Пища была отвратительная. Деньги, назначенные для нашего содержания, воровали чиновники и - во главе их - старый плац-майор. Часть заключенных находилась на хлебе и воде. У многих на руках и ногах были оковы. Сам император по докладу Следственного комитета предписывал этот диетический режим, так же как и увеличение тяжести заключения. Пытки нравственные были применены. Заключенные получали иногда раздирающие сердце письма от своих несчастных родственников, которые, будучи обмануты внешними любезностями, воздавали громкую хвалу великодушию того, кто его никогда не проявлял.
Многие из узников лежали больные, многие потеряли рассудок, некоторые покушались на свою жизнь".
Вчитываясь в следственные дела, записки декабристов и воспоминания некоторых из судей, ловишь себя на мысли, что наблюдаешь сотни поединков жестоких, неравных и нечестных: одного, абсолютно бесправного и не ведающего о своем будущем ни во времени - увидят ли они нынешний вечер или завтрашний день, грядущий месяц, год или десятилетие, - ни в пространстве одиночка крепости, сибирский рудник или позорная плаха, - "вот на этого, поверженного самовластной рукой узника в нежданные часы дня и ночи набрасывается десяток вопрошающих - сытых, циничных судей; в час, казалось бы, затишья, расслабленности, а то и слабости подстерегает его то вкрадчиво бередящая душу беседа духовного отца, то доверительная убедительность посланника монарха, как скорбит его радетельное за Россию сердце".
Безусловно, в этих поединках, в этой борьбе, которую многие вели до конца, были и поверившие в милосердие самодержца, в его горячее желание добрых перемен для России.
Декабрист Д.И. Завалишин пишет: "Мы были уверены, что по раскрытии всего дела будет объявлена амнистия.

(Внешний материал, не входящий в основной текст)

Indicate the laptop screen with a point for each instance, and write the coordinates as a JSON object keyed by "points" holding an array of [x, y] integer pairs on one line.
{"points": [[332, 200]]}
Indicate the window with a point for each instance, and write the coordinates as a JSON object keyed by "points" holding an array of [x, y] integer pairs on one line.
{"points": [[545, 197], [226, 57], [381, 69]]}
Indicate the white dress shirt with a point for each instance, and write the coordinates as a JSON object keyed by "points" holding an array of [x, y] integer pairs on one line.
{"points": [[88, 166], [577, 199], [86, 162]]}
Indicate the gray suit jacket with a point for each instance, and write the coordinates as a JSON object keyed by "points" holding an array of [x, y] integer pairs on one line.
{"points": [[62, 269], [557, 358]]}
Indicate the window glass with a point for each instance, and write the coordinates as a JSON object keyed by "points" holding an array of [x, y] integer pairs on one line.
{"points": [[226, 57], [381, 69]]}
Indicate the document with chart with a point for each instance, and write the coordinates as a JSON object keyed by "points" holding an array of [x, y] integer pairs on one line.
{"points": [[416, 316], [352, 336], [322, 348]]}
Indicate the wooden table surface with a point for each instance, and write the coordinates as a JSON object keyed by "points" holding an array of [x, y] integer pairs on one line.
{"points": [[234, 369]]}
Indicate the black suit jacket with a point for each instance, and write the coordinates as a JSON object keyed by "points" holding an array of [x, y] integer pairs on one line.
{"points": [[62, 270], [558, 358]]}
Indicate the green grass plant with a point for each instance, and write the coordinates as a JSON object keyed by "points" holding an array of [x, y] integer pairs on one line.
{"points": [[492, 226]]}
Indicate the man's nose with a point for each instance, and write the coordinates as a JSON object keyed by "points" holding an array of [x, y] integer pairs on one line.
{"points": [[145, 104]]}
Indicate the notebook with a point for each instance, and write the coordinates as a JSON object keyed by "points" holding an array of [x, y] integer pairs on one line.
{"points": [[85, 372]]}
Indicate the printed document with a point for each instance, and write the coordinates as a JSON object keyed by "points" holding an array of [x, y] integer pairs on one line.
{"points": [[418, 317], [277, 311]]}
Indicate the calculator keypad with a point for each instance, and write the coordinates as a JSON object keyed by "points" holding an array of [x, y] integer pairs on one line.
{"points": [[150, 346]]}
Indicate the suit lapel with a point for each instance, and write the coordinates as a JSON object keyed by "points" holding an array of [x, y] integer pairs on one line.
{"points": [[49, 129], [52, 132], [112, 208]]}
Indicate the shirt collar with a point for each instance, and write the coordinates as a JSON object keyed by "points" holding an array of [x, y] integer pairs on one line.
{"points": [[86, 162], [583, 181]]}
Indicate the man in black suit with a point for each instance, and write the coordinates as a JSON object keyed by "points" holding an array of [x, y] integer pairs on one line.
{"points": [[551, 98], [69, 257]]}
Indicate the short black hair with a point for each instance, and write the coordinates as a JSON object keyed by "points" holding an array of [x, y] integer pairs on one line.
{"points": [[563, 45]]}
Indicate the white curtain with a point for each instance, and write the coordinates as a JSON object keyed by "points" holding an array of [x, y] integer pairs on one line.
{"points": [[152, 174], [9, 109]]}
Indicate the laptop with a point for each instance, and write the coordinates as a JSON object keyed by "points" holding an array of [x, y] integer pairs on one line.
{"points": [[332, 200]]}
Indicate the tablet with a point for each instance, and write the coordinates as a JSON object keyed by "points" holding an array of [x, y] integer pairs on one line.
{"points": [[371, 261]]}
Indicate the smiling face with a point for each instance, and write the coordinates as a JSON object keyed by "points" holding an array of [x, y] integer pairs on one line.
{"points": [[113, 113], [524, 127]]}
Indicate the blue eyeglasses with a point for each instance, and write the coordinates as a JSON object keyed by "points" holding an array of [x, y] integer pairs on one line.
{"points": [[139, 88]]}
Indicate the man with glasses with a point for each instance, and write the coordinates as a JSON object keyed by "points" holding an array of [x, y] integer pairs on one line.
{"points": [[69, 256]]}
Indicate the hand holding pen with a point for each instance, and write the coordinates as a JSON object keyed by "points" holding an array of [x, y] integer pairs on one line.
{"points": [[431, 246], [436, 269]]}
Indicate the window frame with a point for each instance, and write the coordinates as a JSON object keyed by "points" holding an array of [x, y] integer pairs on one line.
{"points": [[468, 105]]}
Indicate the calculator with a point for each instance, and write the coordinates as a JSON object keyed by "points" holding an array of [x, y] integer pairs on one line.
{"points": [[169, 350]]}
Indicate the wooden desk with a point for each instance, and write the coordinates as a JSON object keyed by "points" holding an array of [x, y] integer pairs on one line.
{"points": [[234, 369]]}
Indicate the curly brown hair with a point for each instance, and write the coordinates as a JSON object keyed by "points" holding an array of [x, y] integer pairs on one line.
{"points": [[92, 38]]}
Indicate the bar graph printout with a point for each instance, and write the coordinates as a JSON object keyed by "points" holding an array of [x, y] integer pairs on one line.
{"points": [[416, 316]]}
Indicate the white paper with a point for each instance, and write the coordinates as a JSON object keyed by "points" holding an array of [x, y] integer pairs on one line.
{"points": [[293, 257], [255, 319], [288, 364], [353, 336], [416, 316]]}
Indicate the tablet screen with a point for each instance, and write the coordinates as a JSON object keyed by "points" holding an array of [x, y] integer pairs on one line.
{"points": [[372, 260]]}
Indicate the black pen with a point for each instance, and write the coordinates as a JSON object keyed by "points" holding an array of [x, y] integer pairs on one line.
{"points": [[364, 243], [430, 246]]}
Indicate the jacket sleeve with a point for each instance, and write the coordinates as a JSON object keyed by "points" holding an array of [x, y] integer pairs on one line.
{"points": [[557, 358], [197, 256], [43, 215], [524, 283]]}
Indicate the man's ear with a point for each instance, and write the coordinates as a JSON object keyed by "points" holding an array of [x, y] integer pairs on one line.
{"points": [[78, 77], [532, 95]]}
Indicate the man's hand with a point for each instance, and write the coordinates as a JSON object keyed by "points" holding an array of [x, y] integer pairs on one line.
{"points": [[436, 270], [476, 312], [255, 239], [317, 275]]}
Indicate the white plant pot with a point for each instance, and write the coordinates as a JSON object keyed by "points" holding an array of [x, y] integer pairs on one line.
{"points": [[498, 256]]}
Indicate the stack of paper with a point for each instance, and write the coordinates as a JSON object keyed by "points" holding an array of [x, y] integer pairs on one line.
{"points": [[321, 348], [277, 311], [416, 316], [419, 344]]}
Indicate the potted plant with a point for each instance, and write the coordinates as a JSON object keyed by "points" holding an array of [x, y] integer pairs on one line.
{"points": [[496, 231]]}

Говорят, что государь даже высказался, что удивит Россию и Европу".
Были телом и духом ослабевшие. Были взывавшие к милосердию монаршему. Были и дававшие откровенные показания, вредившие своим товарищам. Но это было на первом этапе борьбы - там, в Петропавловской крепости, в январе мае 1826 года. Тогда ещё не наступило их нравственное, а во многом и политическое прозрение. Июль года 1826-го сделал зрячими всех. Они предстали перед новым судилищем, о существовании которого не подозревали.
Верховный уголовный суд
Верховный уголовный суд "для суждения злоумышленников, открывшийся 14 декабря 1825 года", был учрежден манифестом Николая 1 июня 1826 года. Монарх издал указ Сенату о составе суда из 72 человек: 18 членов Государственного совета, 36 - Сената, 3 - Синода и 15 высших военных и гражданских чинов. Это были особо доверенные и приближенные к царю лица, представители титулованной знати и высшей бюрократии - "без лести преданные" монарху, ревностно исполнявшие его волю.